Replace Ġ with _ to read it: ['Her', '_vocal', 'ization', '_was', '_remarkably', '_mel', 'odic']. The underscore marks the start of a new word, and words split into multiple tokens are still recoverable.

4.3 Use Case 1: Image Captioning

inputs = blip_processor(image, return_tensors="pt").to(device, torch.float16)
generated_ids = model.generate(**inputs, max_new_tokens=20)
caption = blip_processor.batch_decode(generated_ids, skip_special_tokens=True)[0].strip()
# "an orange supercar driving on the road at sunset"

Domain-specific images (anime characters, fictional creatures, internal corporate logos) may caption poorly because BLIP-2's pretraining is mostly public web data.

A Rorschach inkblot:

url = "https://upload.wikimedia.org/wikipedia/commons/7/70/Rorschach_blot_01.jpg"
image = Image.open(urlopen(url)).convert("RGB")
# → "a black and white ink drawing of a bat"

4.4 Use Case 2: Visual Question Answering / Chat

Pass both an image and a prompt:

prompt = "Question: Write down what you see in this picture. Answer:"
inputs = blip_processor(image, text=prompt, return_tensors="pt").to(device, torch.float16)
out = model.generate(**inputs, max_new_tokens=30)
# "A sports car driving on the road at sunset"

Continue with chat history concatenated into the prompt:

prompt = ("Question: Write down what you see in this picture. "
          "Answer: A sports car driving on the road at sunset. "
          "Question: What would it cost me to drive that car?

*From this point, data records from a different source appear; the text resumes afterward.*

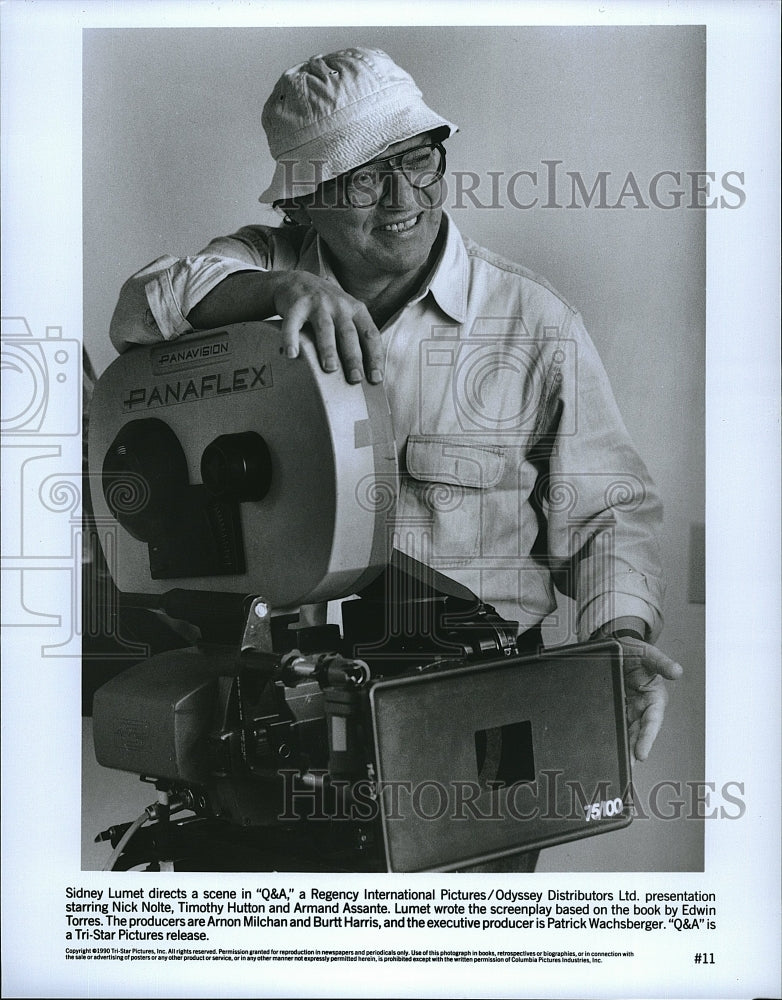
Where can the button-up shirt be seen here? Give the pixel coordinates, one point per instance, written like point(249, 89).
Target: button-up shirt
point(517, 472)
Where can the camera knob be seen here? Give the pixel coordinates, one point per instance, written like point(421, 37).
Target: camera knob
point(237, 467)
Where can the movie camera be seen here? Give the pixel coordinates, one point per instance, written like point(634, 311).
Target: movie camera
point(234, 489)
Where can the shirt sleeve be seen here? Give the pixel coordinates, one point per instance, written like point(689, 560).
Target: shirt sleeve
point(604, 514)
point(154, 303)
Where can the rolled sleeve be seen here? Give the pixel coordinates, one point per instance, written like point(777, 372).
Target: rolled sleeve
point(177, 289)
point(155, 302)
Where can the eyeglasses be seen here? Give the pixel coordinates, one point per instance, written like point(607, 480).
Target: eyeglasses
point(421, 167)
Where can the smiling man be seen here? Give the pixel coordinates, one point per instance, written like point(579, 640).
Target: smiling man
point(518, 475)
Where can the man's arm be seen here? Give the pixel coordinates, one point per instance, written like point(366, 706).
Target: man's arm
point(603, 539)
point(230, 282)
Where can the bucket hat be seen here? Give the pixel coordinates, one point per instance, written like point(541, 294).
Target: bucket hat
point(334, 112)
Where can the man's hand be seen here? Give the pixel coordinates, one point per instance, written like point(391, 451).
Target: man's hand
point(343, 329)
point(645, 671)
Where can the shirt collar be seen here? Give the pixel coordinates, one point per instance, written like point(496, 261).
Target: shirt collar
point(447, 282)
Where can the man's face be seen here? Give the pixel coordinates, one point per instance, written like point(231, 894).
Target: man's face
point(392, 237)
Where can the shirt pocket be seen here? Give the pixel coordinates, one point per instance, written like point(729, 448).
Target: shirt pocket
point(447, 485)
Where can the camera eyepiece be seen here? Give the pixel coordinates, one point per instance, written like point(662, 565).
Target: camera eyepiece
point(237, 467)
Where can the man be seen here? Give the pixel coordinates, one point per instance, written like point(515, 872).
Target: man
point(518, 473)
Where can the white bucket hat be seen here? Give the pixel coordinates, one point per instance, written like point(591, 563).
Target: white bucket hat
point(335, 112)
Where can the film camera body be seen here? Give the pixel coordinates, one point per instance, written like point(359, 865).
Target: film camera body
point(233, 486)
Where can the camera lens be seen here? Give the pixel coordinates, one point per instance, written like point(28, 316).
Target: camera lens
point(237, 467)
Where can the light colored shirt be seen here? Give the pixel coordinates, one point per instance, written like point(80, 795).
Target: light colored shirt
point(518, 474)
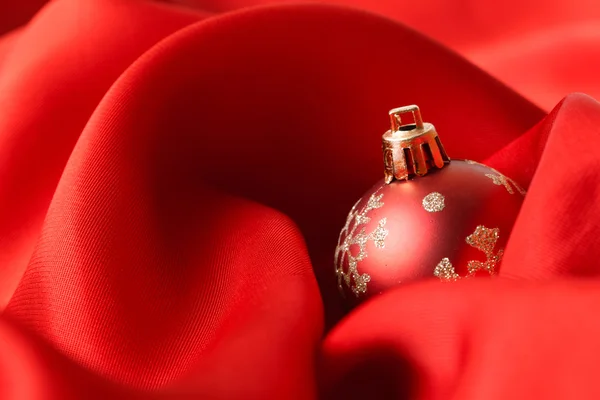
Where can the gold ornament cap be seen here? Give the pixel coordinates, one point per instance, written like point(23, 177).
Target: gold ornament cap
point(412, 149)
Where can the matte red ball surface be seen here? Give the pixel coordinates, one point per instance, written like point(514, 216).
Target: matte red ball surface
point(393, 237)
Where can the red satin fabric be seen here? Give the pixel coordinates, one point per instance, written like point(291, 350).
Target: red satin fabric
point(173, 178)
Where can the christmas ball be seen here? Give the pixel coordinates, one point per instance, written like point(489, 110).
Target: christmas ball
point(429, 218)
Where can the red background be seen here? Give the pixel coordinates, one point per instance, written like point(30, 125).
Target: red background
point(173, 178)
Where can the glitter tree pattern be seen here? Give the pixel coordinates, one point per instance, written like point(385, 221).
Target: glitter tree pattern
point(484, 240)
point(354, 233)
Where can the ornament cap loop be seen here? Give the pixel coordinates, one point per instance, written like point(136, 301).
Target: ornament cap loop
point(411, 150)
point(396, 116)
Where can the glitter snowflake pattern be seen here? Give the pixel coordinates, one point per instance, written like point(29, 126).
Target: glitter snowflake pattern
point(484, 240)
point(354, 233)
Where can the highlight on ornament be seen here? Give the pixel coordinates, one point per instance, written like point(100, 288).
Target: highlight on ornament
point(429, 217)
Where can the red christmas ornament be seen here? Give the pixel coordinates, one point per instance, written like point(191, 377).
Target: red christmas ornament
point(428, 218)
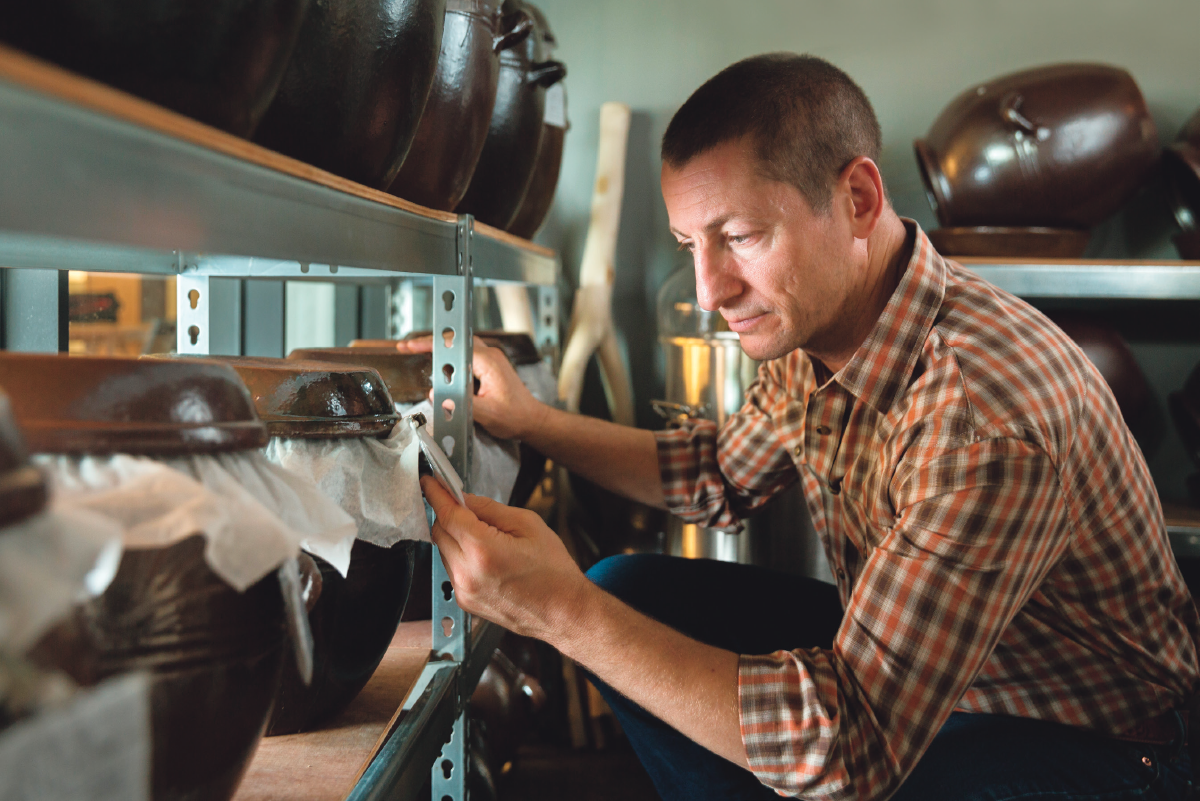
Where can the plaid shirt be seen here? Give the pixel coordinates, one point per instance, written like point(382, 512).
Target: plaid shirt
point(993, 527)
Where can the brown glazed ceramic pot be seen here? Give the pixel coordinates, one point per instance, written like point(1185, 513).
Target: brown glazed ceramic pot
point(540, 193)
point(355, 616)
point(313, 399)
point(1182, 164)
point(357, 86)
point(1185, 405)
point(213, 654)
point(219, 61)
point(406, 375)
point(1188, 245)
point(22, 489)
point(353, 622)
point(450, 137)
point(1108, 350)
point(514, 133)
point(1011, 242)
point(1057, 146)
point(93, 404)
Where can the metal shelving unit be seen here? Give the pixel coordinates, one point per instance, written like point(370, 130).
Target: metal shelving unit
point(90, 188)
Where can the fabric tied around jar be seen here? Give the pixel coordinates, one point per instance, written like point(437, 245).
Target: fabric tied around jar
point(373, 480)
point(253, 515)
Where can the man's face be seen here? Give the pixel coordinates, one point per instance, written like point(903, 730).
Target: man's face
point(780, 275)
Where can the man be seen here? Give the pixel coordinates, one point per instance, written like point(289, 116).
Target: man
point(1008, 620)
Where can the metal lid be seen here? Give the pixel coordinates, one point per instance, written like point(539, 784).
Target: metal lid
point(22, 488)
point(150, 407)
point(407, 375)
point(316, 399)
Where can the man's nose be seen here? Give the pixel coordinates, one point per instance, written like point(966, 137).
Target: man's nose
point(715, 284)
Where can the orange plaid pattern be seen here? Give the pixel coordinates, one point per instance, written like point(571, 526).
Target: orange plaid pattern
point(993, 527)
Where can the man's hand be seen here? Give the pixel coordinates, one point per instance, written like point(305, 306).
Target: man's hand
point(507, 565)
point(503, 404)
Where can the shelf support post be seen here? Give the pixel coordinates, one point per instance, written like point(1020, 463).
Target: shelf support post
point(453, 426)
point(208, 313)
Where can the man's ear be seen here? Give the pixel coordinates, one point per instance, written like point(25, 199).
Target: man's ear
point(863, 186)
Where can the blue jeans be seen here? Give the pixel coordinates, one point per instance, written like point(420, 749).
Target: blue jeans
point(973, 758)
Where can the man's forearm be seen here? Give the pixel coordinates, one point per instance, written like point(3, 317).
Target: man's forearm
point(619, 458)
point(688, 685)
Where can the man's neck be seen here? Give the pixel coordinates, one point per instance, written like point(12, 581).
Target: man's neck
point(888, 252)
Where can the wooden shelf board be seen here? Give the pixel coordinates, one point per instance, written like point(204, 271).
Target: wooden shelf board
point(323, 765)
point(29, 72)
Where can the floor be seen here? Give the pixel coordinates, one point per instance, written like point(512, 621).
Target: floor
point(556, 772)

Answer:")
# "$1,000,000"

A simple conversational UI loops the prompt construction and calls model.generate per user message. See the chapter for the ipywidgets example.

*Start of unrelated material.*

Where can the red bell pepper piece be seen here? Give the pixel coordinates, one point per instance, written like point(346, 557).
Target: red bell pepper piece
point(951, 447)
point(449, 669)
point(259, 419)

template = "Question: {} Answer: {}."
prompt = " ".join([template.format(q, a) for q, a in memory]) + " Question: " + question + " Answer:"
inputs = blip_processor(image, text=prompt, return_tensors="pt").to(device, torch.float16)
generated_ids = model.generate(**inputs, max_new_tokens=100)

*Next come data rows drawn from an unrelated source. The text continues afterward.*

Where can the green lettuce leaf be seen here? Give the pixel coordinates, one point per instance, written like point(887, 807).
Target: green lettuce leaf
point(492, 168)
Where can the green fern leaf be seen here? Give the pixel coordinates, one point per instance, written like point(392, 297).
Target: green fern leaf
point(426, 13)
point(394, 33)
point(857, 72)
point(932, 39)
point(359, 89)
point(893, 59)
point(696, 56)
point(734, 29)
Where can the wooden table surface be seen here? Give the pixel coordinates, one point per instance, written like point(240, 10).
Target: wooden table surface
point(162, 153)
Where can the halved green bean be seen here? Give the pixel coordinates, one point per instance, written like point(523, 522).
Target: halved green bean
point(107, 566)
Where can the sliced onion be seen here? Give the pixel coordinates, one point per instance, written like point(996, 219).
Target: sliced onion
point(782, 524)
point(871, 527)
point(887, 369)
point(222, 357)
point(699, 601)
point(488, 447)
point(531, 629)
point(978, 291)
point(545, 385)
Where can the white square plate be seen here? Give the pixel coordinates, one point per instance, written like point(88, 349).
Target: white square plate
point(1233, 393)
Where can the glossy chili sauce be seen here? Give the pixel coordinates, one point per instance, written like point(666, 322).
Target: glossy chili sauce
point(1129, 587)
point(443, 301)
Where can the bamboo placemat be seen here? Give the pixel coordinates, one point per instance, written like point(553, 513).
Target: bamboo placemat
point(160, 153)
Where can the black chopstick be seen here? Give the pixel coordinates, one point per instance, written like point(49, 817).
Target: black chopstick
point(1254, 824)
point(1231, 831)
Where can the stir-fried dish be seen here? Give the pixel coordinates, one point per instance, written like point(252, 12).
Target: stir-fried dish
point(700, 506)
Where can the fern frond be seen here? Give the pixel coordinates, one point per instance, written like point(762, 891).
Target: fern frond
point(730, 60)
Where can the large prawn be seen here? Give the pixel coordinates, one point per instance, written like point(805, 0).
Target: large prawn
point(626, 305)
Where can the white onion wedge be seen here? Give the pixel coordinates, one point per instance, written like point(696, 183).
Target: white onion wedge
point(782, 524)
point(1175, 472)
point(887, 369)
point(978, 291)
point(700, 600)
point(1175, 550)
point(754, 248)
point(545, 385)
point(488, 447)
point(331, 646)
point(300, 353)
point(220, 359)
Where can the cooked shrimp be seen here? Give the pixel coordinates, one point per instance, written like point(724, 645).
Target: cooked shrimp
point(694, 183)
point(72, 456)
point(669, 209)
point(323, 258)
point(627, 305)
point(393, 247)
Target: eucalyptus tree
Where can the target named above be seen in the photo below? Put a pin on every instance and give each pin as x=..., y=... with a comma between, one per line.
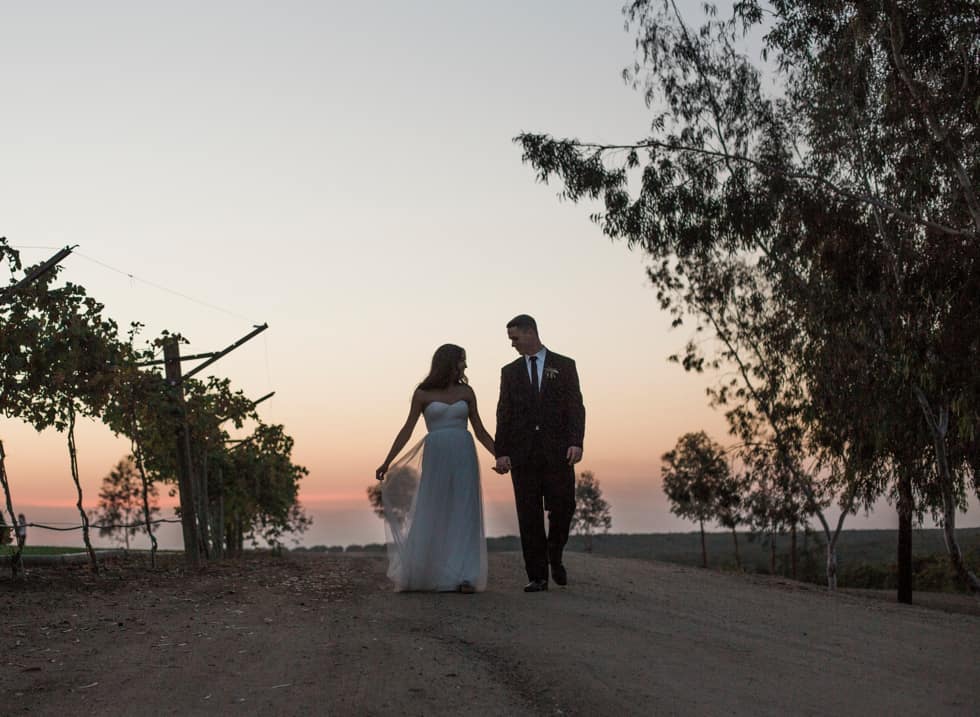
x=262, y=489
x=123, y=497
x=694, y=473
x=591, y=509
x=871, y=141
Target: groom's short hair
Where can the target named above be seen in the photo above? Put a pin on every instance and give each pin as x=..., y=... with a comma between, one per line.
x=524, y=323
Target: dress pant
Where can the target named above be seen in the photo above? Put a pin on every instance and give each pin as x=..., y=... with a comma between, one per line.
x=540, y=483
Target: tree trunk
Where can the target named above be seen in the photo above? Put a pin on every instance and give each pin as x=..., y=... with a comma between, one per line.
x=832, y=564
x=16, y=566
x=738, y=557
x=73, y=456
x=202, y=504
x=218, y=529
x=772, y=551
x=905, y=511
x=792, y=551
x=704, y=549
x=938, y=426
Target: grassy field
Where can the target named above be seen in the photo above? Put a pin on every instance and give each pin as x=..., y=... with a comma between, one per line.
x=866, y=558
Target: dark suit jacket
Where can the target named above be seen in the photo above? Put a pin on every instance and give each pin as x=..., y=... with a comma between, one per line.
x=558, y=413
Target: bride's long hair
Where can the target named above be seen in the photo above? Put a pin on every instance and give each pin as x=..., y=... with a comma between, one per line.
x=445, y=368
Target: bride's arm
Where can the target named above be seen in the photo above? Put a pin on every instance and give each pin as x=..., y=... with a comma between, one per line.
x=403, y=435
x=481, y=433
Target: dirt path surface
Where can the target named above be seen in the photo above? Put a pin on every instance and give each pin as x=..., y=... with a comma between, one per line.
x=322, y=635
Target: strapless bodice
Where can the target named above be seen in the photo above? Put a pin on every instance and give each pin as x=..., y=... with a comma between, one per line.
x=440, y=416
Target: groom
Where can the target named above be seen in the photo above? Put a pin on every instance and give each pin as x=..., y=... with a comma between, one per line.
x=540, y=430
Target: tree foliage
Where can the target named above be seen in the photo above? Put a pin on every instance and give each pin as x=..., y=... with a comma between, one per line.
x=61, y=357
x=823, y=234
x=591, y=509
x=120, y=505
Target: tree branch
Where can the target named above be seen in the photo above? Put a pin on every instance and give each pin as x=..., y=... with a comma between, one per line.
x=777, y=171
x=939, y=134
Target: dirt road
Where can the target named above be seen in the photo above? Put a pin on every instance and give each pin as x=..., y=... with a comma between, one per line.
x=321, y=635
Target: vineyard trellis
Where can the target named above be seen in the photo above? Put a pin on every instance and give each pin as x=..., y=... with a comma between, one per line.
x=61, y=357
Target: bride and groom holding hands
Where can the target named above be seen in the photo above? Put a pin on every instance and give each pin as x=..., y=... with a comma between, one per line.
x=433, y=506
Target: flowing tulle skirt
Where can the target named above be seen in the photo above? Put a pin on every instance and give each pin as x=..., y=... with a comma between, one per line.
x=434, y=515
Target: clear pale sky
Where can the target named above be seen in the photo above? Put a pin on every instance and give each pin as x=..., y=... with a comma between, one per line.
x=344, y=172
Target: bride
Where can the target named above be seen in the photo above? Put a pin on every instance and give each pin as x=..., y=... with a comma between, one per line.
x=433, y=508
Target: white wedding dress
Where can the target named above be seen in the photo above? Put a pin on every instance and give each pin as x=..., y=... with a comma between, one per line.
x=433, y=507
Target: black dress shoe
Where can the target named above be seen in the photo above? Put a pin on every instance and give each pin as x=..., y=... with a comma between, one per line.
x=536, y=586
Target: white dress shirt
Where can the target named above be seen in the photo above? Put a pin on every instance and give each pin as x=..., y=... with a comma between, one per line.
x=540, y=356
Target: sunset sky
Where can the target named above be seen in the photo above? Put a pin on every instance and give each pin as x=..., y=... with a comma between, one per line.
x=346, y=173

Each conversation turn is appended to memory, then concatenated as context for the next call. Same memory pattern as Chapter 7.


Summary

  • Modalities are types of data: text, images, audio, video, sensors. A model is multimodal if it can handle more than one.
  • Vision Transformer (ViT) brings the Transformer architecture to images. It slices each image into fixed-size patches, linearly projects each patch into an embedding, and feeds the patch sequence through the same encoder used for text.
  • CLIP trains separate text and image encoders to produce embeddings in a shared space via contrastive learning: pull matching pairs together, push non-matching pairs apart. Same shape (512-d in the example) means cosine similarity works across modalities.
  • CLIP enables zero-shot classification, cross-modal search, image clustering by text labels, and powers diffusion-based generators like Stable Diffusion.
  • BLIP-2 glues a frozen ViT to a frozen LLM via a small trainable module, the Q-Former. Stage 1 trains Q-Former on contrastive, matching, and caption-generation tasks. Stage 2 projects Q-Former embeddings through a linear layer to act as soft visual prompts for the LLM.
  • The same pattern (frozen vision + frozen LLM + small bridge) drives LLaVA, Idefics 2, and many other vision-language models.
  • BLIP-2 supports image captioning (image to text) and chat-based VQA (image plus question to answer). Follow-up questions chain via concatenated history.
  • Caveats: square-aspect-ratio preprocessing (224x224) distorts non-square images, and non-public or domain-specific images may produce weak captions because pretraining data was largely public web.